Earnings reports are likely to dominate investor attention again over the next few trading days, so let’s look at a few highly anticipated reports from…
Disney’s streaming stats
The sharp rally in Disney’s stock price over the past few months has mostly come from surging investor enthusiasm about its pivot toward selling its content directly to consumers. On Tuesday, the entertainment giant will finally provide some hard numbers that either confirm that early optimism or reduce Wall Street’s expectations. Investors will be following subscriber additions to see if the positive trend continued past the initial launch period. Just as importantly, we’ll get an idea of how valuable the service is to consumers if Disney reveals metrics such as cancellation rates and streaming engagement.
Investors will also be watching for updates on theme park attendance rates, which have trended lower in a few key resorts lately even as overall spending levels rise. Disney is hoping new attractions such as Star Wars: Galaxy’s Edge might help spur that rebound. Finally, look for CEO Bob Iger and his team to discuss their film pipeline following a second straight year in which the company dominated the global box office.
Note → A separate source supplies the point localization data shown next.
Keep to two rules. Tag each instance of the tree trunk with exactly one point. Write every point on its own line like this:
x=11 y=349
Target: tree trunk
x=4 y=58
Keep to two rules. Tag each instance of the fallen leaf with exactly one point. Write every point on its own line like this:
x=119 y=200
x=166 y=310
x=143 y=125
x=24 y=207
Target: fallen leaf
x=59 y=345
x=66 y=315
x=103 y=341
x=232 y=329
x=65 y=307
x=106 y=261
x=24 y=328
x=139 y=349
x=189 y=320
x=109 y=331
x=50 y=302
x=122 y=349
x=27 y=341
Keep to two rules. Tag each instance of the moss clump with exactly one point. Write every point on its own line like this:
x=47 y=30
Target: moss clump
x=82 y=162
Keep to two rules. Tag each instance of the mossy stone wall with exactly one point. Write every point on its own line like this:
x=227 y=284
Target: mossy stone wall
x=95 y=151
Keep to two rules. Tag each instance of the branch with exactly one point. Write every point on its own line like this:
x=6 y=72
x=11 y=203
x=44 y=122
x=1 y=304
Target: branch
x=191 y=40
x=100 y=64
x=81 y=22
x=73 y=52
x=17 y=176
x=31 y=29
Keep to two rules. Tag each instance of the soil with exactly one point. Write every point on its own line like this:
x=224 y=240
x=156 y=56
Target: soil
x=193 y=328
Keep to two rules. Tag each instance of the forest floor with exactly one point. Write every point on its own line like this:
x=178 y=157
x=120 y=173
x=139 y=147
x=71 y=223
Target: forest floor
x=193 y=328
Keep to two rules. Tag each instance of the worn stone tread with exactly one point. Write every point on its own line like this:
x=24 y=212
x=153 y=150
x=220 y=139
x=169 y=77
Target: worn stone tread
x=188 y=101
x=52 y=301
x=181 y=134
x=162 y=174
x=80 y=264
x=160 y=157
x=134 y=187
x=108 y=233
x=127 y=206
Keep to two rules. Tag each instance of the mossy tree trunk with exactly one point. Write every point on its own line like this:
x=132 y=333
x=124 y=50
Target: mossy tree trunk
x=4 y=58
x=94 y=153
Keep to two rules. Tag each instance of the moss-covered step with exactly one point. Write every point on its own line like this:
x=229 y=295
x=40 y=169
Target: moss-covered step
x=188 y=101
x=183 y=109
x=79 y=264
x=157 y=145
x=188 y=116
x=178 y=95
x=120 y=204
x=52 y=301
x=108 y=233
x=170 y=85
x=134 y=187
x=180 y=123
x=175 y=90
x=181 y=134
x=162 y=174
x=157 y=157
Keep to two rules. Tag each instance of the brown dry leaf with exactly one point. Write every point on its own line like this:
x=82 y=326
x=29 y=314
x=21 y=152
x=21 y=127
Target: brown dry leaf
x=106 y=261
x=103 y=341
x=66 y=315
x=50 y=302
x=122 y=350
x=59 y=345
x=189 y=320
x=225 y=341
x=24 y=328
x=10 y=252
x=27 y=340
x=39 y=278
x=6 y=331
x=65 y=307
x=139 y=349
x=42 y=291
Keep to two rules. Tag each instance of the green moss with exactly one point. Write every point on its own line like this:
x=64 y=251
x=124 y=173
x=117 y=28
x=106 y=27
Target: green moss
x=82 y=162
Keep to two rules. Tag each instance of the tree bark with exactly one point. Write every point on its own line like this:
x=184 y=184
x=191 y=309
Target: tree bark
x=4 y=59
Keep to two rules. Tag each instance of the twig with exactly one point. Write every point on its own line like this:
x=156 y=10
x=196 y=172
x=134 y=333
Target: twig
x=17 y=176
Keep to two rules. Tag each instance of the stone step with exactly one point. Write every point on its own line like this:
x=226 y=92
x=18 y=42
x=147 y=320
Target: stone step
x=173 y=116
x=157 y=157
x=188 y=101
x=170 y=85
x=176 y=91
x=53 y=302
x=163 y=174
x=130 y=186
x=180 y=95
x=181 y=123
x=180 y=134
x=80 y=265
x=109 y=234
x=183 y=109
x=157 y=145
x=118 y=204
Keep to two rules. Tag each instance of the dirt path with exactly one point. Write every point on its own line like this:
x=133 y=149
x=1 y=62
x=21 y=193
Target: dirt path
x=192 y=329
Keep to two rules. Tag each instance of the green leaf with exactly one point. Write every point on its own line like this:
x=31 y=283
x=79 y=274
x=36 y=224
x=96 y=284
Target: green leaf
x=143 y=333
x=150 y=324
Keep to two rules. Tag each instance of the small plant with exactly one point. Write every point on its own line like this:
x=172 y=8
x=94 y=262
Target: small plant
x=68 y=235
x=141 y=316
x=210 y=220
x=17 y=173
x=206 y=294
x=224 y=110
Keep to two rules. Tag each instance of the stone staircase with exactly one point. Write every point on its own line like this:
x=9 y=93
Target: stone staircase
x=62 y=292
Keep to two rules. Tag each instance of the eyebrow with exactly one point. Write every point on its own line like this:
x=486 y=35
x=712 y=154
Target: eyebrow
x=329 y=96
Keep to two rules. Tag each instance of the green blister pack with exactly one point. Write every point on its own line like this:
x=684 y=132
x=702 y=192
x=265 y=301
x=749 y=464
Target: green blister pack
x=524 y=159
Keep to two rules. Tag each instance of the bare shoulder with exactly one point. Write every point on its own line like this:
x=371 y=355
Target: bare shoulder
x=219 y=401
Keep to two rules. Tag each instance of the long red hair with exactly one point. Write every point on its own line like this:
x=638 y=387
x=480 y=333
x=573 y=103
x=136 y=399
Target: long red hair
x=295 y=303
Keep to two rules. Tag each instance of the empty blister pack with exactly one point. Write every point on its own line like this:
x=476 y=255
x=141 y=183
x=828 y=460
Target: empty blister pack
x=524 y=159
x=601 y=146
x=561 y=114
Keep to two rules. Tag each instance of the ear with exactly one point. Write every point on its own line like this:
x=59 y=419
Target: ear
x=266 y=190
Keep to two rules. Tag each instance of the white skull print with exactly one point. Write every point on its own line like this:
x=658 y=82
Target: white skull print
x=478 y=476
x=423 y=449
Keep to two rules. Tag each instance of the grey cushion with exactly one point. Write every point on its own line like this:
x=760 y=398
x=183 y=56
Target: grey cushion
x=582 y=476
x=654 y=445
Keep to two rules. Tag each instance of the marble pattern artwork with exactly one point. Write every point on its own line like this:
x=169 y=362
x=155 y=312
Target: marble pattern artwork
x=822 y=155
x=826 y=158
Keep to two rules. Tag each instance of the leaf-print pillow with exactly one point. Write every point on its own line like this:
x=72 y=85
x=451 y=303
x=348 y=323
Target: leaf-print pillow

iRobot’s holiday performance
Many stocks were hurt by the trade war between China and the U.S., but iRobot can claim some of the most direct damage from that skirmish. As tariffs rocketed to 25% for some of imported products, the industry swung from sharp gains to modest declines just in the space of nine months. The stock price responded by falling 40% for the year, after having risen 60% through the first quarter of 2019.
On Wednesday, investors will find out whether the Roomba maker’s strategic shift allowed it to arrest that operating slide during the all-important holiday season. For signs of success there, keep a watch on iRobot’s unit volumes, which slipped into negative territory in the U.S. last quarter. Gross profit margin will also be key to watch, since the company slashed prices in the fall in a bid to protect market share.
The future focus will be management’s reading of the health of the industry into 2020. Robust demand in 2018 gave way to a slump last year, and we’ll soon find out whether that slowdown was just a temporary speed bump for the robotic cleaning device niche.